I’ve started favoring Smashwords for the first place I look if it’s an indie author I know isn’t exclusively going through Amazon, yeah. Carina authors, I go straight to Carina for them. I’ll be upping the level of attention I pay to Angry Robot as well, and will be investigating whether Tor managed to get their own ebook storefront finally off the ground.
And I do have a Google Play account, in no small part because I DID publish Faerie Blood to that platform, so I’ll be looking at that too.
The other cool thing about Google is that if all your devices are net-enabled, you can read on your phone on the bus, bookmark it, then pick up on your tablet or PC when you get home.
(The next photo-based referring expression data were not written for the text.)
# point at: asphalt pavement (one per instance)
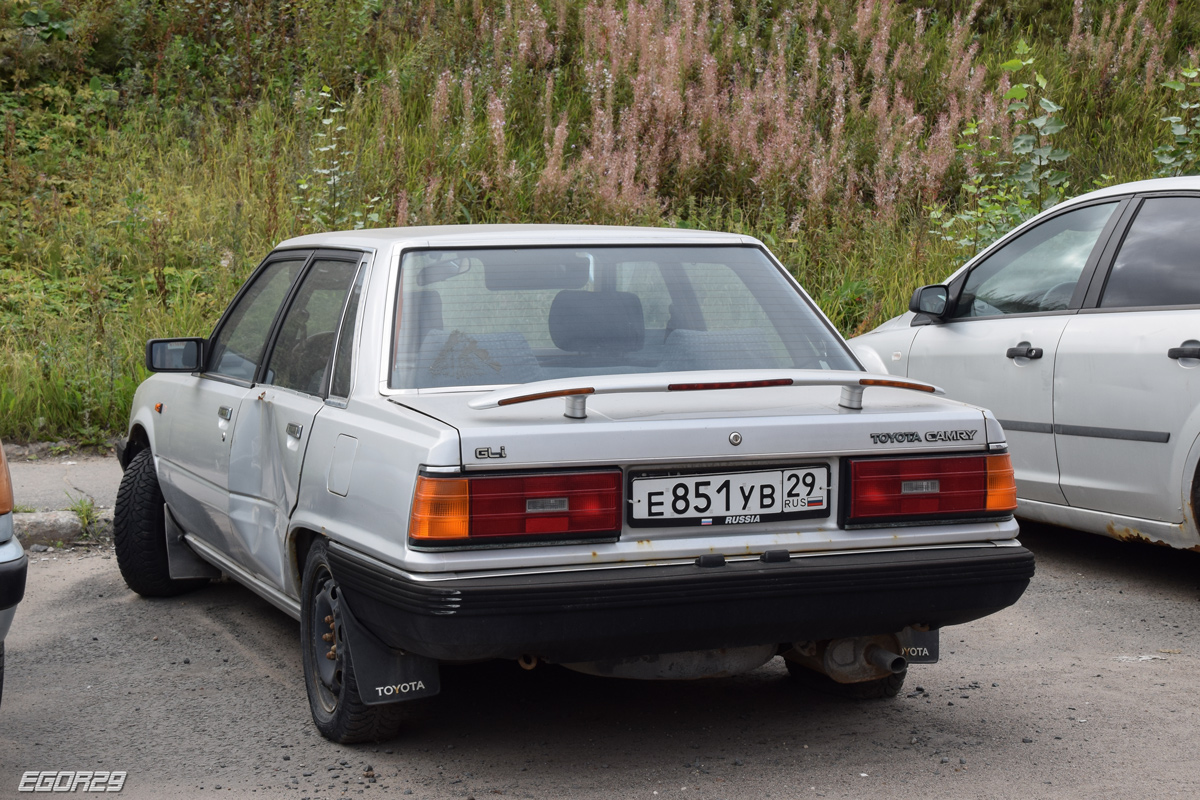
(1085, 689)
(54, 481)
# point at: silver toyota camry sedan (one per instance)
(633, 452)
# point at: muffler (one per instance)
(852, 660)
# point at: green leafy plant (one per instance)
(1182, 155)
(85, 510)
(1017, 185)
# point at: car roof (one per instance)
(1153, 185)
(509, 235)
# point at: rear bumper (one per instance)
(13, 567)
(640, 611)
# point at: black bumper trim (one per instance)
(12, 582)
(637, 611)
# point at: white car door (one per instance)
(1127, 378)
(193, 464)
(276, 416)
(997, 350)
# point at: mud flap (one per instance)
(181, 559)
(383, 674)
(918, 647)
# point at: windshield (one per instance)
(496, 317)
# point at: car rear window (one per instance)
(496, 317)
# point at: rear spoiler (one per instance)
(576, 390)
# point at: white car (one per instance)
(1080, 330)
(634, 452)
(13, 561)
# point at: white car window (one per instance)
(486, 317)
(1159, 259)
(1038, 270)
(238, 347)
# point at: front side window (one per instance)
(1159, 260)
(1037, 271)
(304, 347)
(492, 317)
(239, 346)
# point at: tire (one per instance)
(139, 533)
(337, 711)
(870, 690)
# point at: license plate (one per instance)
(730, 498)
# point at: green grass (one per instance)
(151, 154)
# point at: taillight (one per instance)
(514, 509)
(901, 489)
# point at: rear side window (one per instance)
(1159, 260)
(493, 317)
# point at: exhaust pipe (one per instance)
(885, 659)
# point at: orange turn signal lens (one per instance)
(1001, 483)
(441, 509)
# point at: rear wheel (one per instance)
(139, 533)
(870, 690)
(329, 677)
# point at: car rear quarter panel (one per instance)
(390, 446)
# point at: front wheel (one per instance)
(139, 533)
(337, 710)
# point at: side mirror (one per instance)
(175, 355)
(931, 301)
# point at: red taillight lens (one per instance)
(557, 505)
(895, 488)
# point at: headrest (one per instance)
(597, 322)
(426, 308)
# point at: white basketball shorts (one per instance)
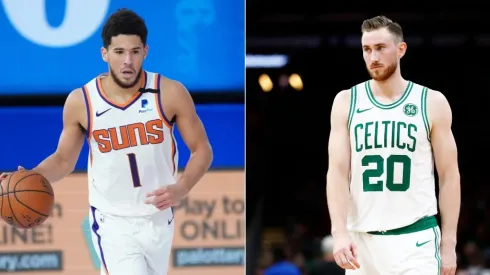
(414, 253)
(133, 245)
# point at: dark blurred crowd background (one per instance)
(299, 56)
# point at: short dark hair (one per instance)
(380, 22)
(125, 22)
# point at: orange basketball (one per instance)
(27, 199)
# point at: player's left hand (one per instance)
(167, 196)
(448, 258)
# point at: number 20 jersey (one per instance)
(392, 175)
(132, 149)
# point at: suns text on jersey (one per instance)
(385, 134)
(131, 135)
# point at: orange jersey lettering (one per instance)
(122, 137)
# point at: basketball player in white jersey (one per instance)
(128, 117)
(384, 136)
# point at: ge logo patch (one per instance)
(410, 109)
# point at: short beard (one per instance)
(383, 73)
(124, 85)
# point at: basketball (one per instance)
(27, 199)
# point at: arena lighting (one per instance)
(296, 82)
(265, 83)
(266, 61)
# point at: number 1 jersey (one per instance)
(392, 175)
(132, 148)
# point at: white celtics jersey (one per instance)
(392, 176)
(132, 149)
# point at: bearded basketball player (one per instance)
(385, 134)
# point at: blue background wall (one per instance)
(29, 134)
(198, 42)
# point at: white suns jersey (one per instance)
(132, 149)
(392, 175)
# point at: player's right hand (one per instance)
(6, 174)
(345, 252)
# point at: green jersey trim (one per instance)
(422, 224)
(391, 105)
(353, 100)
(425, 117)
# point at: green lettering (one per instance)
(367, 134)
(378, 171)
(393, 134)
(386, 123)
(412, 129)
(376, 144)
(356, 136)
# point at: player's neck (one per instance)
(391, 87)
(110, 87)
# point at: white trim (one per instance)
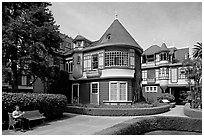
(151, 91)
(77, 92)
(94, 93)
(118, 90)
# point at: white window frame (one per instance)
(23, 80)
(151, 91)
(111, 58)
(174, 76)
(92, 61)
(77, 92)
(118, 90)
(92, 92)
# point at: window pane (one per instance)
(116, 58)
(95, 61)
(94, 88)
(113, 91)
(122, 91)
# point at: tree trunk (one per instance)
(14, 76)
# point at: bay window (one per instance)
(163, 56)
(164, 73)
(116, 58)
(118, 91)
(95, 61)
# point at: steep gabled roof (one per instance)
(80, 37)
(180, 54)
(164, 47)
(116, 34)
(152, 50)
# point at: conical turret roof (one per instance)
(80, 37)
(116, 34)
(164, 48)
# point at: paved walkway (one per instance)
(73, 124)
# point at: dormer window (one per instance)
(78, 60)
(108, 37)
(150, 58)
(78, 43)
(163, 56)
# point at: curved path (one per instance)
(74, 124)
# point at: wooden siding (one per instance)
(151, 96)
(103, 91)
(84, 92)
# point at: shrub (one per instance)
(167, 96)
(52, 105)
(147, 124)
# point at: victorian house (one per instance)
(163, 72)
(106, 71)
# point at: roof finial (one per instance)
(116, 14)
(154, 41)
(163, 39)
(173, 44)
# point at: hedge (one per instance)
(117, 111)
(194, 113)
(138, 126)
(52, 105)
(167, 96)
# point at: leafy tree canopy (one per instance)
(29, 36)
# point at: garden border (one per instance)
(138, 126)
(194, 113)
(117, 111)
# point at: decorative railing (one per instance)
(151, 80)
(93, 73)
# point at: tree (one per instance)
(198, 51)
(194, 73)
(29, 36)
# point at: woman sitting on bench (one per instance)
(18, 115)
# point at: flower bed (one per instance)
(52, 105)
(117, 111)
(139, 126)
(194, 113)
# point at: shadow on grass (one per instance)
(38, 123)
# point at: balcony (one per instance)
(93, 73)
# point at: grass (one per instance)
(136, 105)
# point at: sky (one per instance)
(177, 24)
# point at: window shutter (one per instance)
(132, 58)
(101, 60)
(88, 62)
(85, 63)
(113, 91)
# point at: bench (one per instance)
(12, 121)
(33, 115)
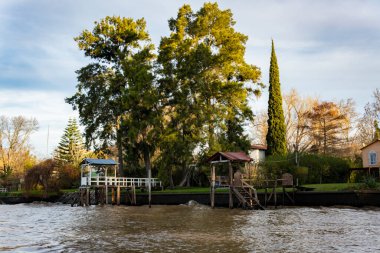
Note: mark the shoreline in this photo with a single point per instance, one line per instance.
(344, 198)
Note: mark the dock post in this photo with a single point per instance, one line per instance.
(230, 200)
(87, 196)
(275, 194)
(106, 194)
(118, 196)
(212, 186)
(113, 195)
(134, 194)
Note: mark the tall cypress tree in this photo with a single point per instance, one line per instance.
(71, 148)
(276, 136)
(377, 131)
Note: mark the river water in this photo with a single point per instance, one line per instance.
(45, 227)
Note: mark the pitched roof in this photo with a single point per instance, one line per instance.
(259, 147)
(369, 144)
(92, 161)
(231, 156)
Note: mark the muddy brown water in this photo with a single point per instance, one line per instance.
(43, 227)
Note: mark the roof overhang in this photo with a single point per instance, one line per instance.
(229, 157)
(99, 162)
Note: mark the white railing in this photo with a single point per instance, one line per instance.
(122, 181)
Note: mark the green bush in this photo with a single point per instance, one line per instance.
(369, 182)
(312, 168)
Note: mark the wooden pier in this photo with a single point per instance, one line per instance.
(99, 176)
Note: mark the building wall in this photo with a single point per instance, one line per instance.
(375, 147)
(257, 155)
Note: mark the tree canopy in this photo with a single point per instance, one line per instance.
(110, 86)
(70, 149)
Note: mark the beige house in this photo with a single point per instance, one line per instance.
(257, 153)
(371, 155)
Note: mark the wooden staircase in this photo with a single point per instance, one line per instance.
(247, 196)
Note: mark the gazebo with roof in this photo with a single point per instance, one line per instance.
(237, 186)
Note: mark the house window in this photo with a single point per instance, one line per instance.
(372, 158)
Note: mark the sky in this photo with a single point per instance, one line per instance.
(329, 49)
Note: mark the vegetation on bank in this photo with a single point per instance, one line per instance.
(165, 114)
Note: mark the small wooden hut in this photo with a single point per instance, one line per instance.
(244, 192)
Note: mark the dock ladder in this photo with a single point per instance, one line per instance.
(247, 196)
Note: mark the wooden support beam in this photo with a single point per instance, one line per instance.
(118, 196)
(133, 195)
(106, 194)
(212, 189)
(87, 196)
(113, 195)
(230, 199)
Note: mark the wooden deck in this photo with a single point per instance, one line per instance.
(126, 182)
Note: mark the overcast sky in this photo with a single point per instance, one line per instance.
(328, 49)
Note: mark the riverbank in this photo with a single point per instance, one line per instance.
(347, 198)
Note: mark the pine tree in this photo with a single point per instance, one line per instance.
(377, 131)
(276, 136)
(70, 149)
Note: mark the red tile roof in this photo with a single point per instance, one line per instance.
(258, 146)
(369, 144)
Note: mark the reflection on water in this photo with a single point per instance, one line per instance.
(195, 228)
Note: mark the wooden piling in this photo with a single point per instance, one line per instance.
(87, 196)
(133, 195)
(212, 200)
(118, 196)
(230, 199)
(113, 195)
(106, 194)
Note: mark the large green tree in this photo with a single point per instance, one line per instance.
(109, 87)
(205, 80)
(276, 136)
(70, 149)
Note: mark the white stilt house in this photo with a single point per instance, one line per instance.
(103, 172)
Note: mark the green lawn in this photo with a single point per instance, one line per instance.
(333, 187)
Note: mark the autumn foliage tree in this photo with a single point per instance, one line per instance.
(14, 149)
(326, 123)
Best of both worlds?
That functionality isn’t unique to Google. All the major ebook vendors with associated devices do that.
(I have in fact regularly taken advantage of this with my B&N AND Kobo accounts, and on the few books I actually have on my Amazon account as well.)
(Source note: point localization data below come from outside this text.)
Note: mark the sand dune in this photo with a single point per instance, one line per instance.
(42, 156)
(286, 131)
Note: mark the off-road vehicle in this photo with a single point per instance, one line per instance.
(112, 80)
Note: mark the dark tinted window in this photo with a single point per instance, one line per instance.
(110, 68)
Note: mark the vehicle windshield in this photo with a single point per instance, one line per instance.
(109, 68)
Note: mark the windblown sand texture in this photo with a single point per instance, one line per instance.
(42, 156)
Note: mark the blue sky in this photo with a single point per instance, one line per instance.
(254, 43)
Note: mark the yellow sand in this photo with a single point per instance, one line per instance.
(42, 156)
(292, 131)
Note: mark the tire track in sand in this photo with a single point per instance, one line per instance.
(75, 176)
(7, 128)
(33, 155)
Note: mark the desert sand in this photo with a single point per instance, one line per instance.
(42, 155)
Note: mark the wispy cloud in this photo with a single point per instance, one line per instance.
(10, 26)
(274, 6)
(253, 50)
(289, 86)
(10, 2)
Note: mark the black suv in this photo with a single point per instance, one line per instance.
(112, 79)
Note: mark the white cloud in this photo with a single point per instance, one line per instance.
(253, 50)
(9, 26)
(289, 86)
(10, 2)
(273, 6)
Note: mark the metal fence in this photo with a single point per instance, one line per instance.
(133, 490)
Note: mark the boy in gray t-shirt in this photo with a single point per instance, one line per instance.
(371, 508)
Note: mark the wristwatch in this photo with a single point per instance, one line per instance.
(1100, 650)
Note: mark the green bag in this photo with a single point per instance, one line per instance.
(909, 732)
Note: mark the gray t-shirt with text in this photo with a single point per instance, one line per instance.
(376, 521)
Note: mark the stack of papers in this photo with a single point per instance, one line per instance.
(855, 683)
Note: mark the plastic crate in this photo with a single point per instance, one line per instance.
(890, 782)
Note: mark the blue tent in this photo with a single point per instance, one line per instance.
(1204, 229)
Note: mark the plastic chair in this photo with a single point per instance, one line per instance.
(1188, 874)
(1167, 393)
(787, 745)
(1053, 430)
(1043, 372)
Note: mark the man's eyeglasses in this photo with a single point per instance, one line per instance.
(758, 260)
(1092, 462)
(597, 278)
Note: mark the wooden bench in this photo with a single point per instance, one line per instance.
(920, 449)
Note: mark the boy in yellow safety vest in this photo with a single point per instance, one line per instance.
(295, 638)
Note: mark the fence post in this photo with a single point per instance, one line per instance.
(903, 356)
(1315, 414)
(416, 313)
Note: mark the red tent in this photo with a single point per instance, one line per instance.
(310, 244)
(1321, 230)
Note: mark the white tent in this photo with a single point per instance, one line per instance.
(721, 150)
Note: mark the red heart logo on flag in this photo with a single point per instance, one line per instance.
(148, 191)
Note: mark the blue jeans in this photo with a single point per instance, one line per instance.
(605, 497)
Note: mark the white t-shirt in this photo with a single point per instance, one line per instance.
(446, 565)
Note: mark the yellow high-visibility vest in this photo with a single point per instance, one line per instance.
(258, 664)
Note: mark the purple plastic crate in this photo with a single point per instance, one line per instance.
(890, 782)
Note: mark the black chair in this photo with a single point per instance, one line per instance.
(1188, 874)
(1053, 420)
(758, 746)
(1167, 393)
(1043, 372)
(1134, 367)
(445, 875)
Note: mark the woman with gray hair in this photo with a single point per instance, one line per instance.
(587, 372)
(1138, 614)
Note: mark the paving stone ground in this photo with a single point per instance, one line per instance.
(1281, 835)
Wow, now that TRULY sucks. I’m glad I grabbed (e.g., downloaded) all my B&N books already. I like to have my own file copy/backup.
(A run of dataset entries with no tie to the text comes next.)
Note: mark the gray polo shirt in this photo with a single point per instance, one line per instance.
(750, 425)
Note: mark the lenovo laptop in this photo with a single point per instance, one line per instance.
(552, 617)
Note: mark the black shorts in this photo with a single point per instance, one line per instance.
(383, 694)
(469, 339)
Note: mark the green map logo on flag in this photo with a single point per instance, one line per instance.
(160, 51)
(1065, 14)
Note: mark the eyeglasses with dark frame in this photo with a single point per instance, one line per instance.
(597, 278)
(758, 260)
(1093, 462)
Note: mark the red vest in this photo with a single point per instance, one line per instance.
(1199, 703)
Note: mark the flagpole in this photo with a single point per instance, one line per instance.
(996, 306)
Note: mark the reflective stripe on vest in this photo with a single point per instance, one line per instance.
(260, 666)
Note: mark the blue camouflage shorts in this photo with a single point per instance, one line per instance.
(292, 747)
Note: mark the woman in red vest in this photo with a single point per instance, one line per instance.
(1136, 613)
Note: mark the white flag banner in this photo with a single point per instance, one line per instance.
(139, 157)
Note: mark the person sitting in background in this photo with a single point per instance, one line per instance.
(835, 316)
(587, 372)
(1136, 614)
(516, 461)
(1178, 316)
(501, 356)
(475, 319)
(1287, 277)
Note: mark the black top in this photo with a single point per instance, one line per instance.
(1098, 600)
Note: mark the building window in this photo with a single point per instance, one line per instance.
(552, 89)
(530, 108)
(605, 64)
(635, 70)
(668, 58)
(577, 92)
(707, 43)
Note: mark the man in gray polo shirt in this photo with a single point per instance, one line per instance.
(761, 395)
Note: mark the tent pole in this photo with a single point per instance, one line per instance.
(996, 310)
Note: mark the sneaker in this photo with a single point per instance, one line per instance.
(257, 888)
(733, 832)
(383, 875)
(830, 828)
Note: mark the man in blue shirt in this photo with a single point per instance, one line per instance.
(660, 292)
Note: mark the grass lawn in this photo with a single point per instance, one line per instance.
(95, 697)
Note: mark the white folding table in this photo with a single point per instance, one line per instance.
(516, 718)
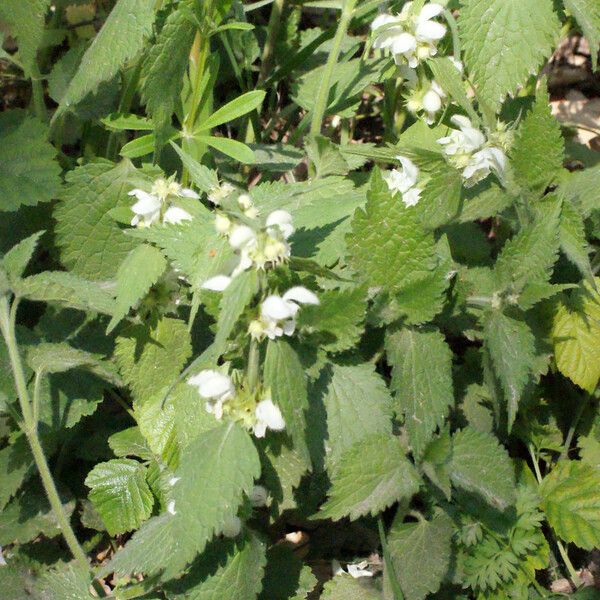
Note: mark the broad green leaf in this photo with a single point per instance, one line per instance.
(140, 270)
(421, 553)
(28, 172)
(214, 471)
(422, 381)
(15, 261)
(284, 375)
(504, 42)
(387, 243)
(120, 494)
(587, 14)
(68, 290)
(511, 346)
(358, 405)
(576, 336)
(571, 501)
(481, 465)
(227, 569)
(149, 360)
(122, 36)
(370, 476)
(538, 151)
(92, 244)
(232, 110)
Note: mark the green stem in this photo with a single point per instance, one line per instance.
(323, 91)
(391, 573)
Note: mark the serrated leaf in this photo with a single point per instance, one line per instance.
(140, 270)
(587, 14)
(538, 150)
(358, 405)
(387, 243)
(28, 172)
(421, 554)
(504, 42)
(150, 360)
(68, 290)
(120, 494)
(92, 244)
(422, 380)
(122, 36)
(571, 501)
(284, 375)
(511, 346)
(480, 465)
(370, 476)
(576, 336)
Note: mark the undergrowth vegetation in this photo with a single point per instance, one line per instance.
(297, 300)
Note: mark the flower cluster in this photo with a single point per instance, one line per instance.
(157, 206)
(404, 181)
(468, 149)
(256, 411)
(411, 38)
(278, 313)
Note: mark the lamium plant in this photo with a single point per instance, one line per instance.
(298, 300)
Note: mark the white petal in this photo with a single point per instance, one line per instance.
(276, 308)
(302, 295)
(176, 215)
(217, 283)
(267, 412)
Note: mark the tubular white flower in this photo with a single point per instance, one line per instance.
(268, 416)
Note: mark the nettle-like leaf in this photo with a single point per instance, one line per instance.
(421, 554)
(120, 494)
(422, 381)
(122, 36)
(538, 151)
(29, 173)
(370, 476)
(571, 501)
(505, 41)
(388, 244)
(576, 336)
(482, 466)
(358, 405)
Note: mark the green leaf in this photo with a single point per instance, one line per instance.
(576, 336)
(387, 243)
(538, 151)
(28, 172)
(227, 569)
(122, 36)
(214, 471)
(358, 405)
(481, 465)
(140, 270)
(371, 475)
(150, 360)
(422, 380)
(284, 375)
(571, 501)
(511, 346)
(68, 290)
(92, 244)
(232, 110)
(504, 42)
(421, 554)
(587, 14)
(120, 494)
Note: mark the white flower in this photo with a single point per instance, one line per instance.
(215, 388)
(232, 527)
(268, 416)
(258, 496)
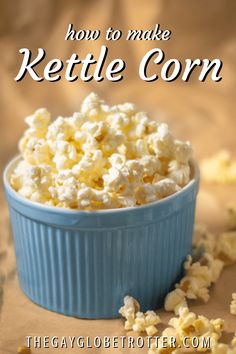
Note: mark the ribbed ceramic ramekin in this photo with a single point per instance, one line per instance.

Yeah, whenever I buy an ebook from ANYWHERE, I make a point of pulling down an immediate backup copy.
I’ve found that ebooks.com has a lot of the stuff I’m looking for and will let me download epubs, just like Kobo used to.
I actually have an account with ebooks.com, yeah–opened ages ago in the dawn of ebooks. I’ve bought exactly one book from them, one that I couldn’t find anywhere else. I may have to up the priority of using them as a book source too.
I’m hearing reports that Kobo’s swearing now that they’re working on fixing a “bug” in their system and that they’re committed to allowing users to back up their libraries. We’ll have to see if they go through with that.